Настойчиво и монотонно за границу забытья стучался день. Грохотом колес, сонмом далеких голосов, удушливыми парами, грязным уродливым солнцем за немытыми тучами. Удивительно, однако если пересилить его и не дать всему этому грохоту и цветной мешанине разогнать блаженное ночное забытье, то ничего не изменится. День просто пройдет мимо. Попробует то же самое в следующий раз. По кругу этот номер день исполняет уже не одну тысячу лет. И будет продолжать исполнять, совершенно независимо от того, что кто-то сегодня победил его и не откликнулся на его сумбурные позывы. Очень необычно грезить наяву подобными кошмарами. К сожалению, глаза вновь открыты, а вокруг ничего не изменилось. Серый туман вокруг, серая грязь под ногами. В натуральном мире натуральных вещей нет ничего больше, кроме этого. Иной раз, по неведомой причине, окружающее составляется в причудливые картины.
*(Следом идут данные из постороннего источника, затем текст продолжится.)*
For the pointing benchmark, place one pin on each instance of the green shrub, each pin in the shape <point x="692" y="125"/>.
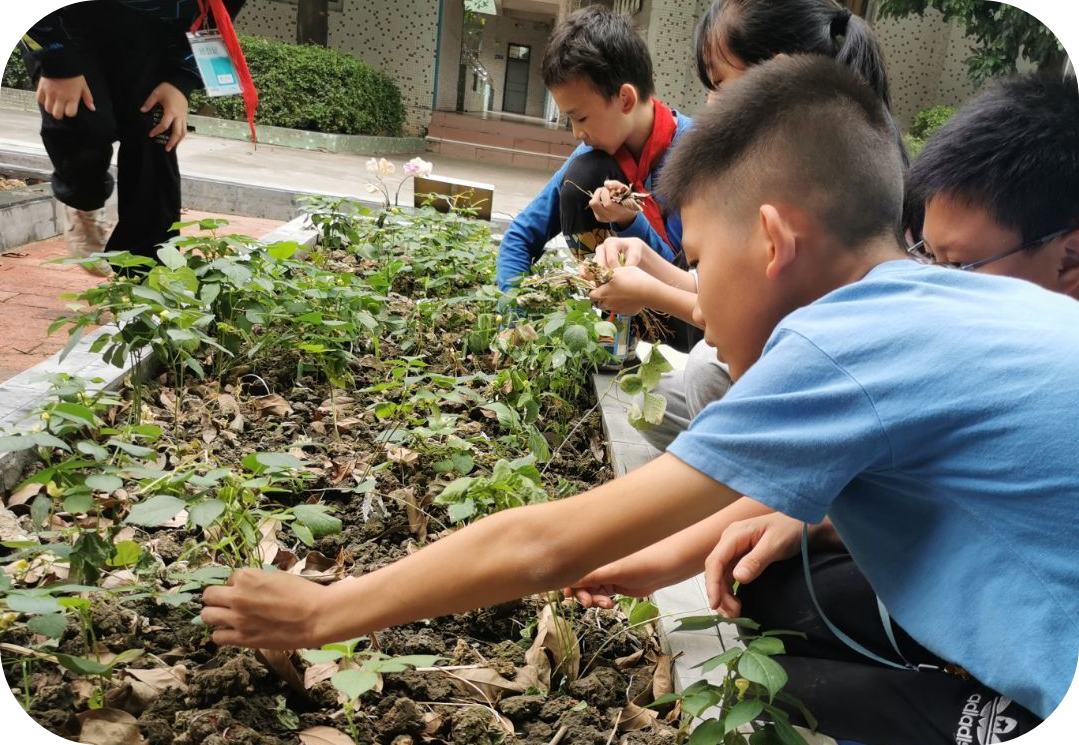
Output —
<point x="313" y="87"/>
<point x="14" y="71"/>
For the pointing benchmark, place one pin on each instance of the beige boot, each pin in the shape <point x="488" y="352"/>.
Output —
<point x="85" y="233"/>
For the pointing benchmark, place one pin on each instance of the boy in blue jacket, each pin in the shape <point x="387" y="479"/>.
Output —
<point x="599" y="72"/>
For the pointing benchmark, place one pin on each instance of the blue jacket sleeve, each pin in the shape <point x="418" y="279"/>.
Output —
<point x="524" y="240"/>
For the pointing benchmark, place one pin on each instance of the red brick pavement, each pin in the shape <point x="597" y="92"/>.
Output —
<point x="29" y="294"/>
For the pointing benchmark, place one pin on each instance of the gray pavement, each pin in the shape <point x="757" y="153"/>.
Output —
<point x="288" y="168"/>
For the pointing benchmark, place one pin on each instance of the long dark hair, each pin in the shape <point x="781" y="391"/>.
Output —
<point x="757" y="30"/>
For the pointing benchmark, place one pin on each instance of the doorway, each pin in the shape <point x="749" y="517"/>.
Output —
<point x="516" y="91"/>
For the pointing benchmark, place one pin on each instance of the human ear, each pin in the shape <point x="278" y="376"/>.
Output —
<point x="780" y="242"/>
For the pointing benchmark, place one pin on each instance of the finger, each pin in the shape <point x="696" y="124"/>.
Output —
<point x="166" y="121"/>
<point x="179" y="132"/>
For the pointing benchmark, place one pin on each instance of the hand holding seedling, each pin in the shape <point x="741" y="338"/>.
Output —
<point x="745" y="551"/>
<point x="627" y="293"/>
<point x="174" y="113"/>
<point x="60" y="96"/>
<point x="625" y="252"/>
<point x="615" y="203"/>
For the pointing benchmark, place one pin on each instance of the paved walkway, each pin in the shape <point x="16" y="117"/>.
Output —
<point x="325" y="173"/>
<point x="30" y="289"/>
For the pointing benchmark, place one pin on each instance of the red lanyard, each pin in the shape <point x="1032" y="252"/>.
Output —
<point x="236" y="54"/>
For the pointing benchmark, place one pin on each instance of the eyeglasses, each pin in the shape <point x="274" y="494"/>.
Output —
<point x="922" y="255"/>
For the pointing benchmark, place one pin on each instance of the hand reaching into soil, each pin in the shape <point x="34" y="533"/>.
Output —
<point x="627" y="293"/>
<point x="264" y="610"/>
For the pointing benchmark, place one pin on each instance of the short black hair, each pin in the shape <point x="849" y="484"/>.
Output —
<point x="804" y="130"/>
<point x="1012" y="150"/>
<point x="601" y="46"/>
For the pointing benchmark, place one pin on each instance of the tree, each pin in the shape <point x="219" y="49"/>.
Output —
<point x="312" y="22"/>
<point x="1001" y="34"/>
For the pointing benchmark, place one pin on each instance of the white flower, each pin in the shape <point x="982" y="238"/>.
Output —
<point x="418" y="166"/>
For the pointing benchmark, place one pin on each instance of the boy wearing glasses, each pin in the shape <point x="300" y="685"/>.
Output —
<point x="999" y="185"/>
<point x="917" y="407"/>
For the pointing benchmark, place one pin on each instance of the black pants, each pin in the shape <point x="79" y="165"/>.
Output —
<point x="121" y="73"/>
<point x="854" y="698"/>
<point x="584" y="232"/>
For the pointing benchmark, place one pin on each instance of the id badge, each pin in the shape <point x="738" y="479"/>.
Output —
<point x="215" y="65"/>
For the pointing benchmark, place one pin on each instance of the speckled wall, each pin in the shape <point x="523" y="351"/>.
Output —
<point x="397" y="37"/>
<point x="926" y="62"/>
<point x="502" y="30"/>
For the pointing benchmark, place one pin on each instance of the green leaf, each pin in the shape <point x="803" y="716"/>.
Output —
<point x="52" y="625"/>
<point x="763" y="671"/>
<point x="127" y="554"/>
<point x="463" y="511"/>
<point x="767" y="645"/>
<point x="576" y="338"/>
<point x="631" y="384"/>
<point x="354" y="683"/>
<point x="741" y="714"/>
<point x="171" y="257"/>
<point x="104" y="483"/>
<point x="204" y="513"/>
<point x="709" y="732"/>
<point x="724" y="659"/>
<point x="317" y="519"/>
<point x="155" y="511"/>
<point x="642" y="612"/>
<point x="32" y="604"/>
<point x="321" y="657"/>
<point x="78" y="504"/>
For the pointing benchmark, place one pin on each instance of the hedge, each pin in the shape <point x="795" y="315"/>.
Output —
<point x="302" y="87"/>
<point x="313" y="87"/>
<point x="14" y="71"/>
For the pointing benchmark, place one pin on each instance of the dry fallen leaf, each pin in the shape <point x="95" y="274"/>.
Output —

Но чаще всего туман протекает в одном направлении. Ветер шептал, что далеко-далеко туман собирается в огромный мутный водяной поток и тут же с грохотом рушится в бездну. До дна той бездны нет доступа даже ветру, но туману доступ есть. Доставая до глубин, он разбивается на мелкую пыль. Неспешно клубясь, поднимается обратно из жуткой бездонной бездны.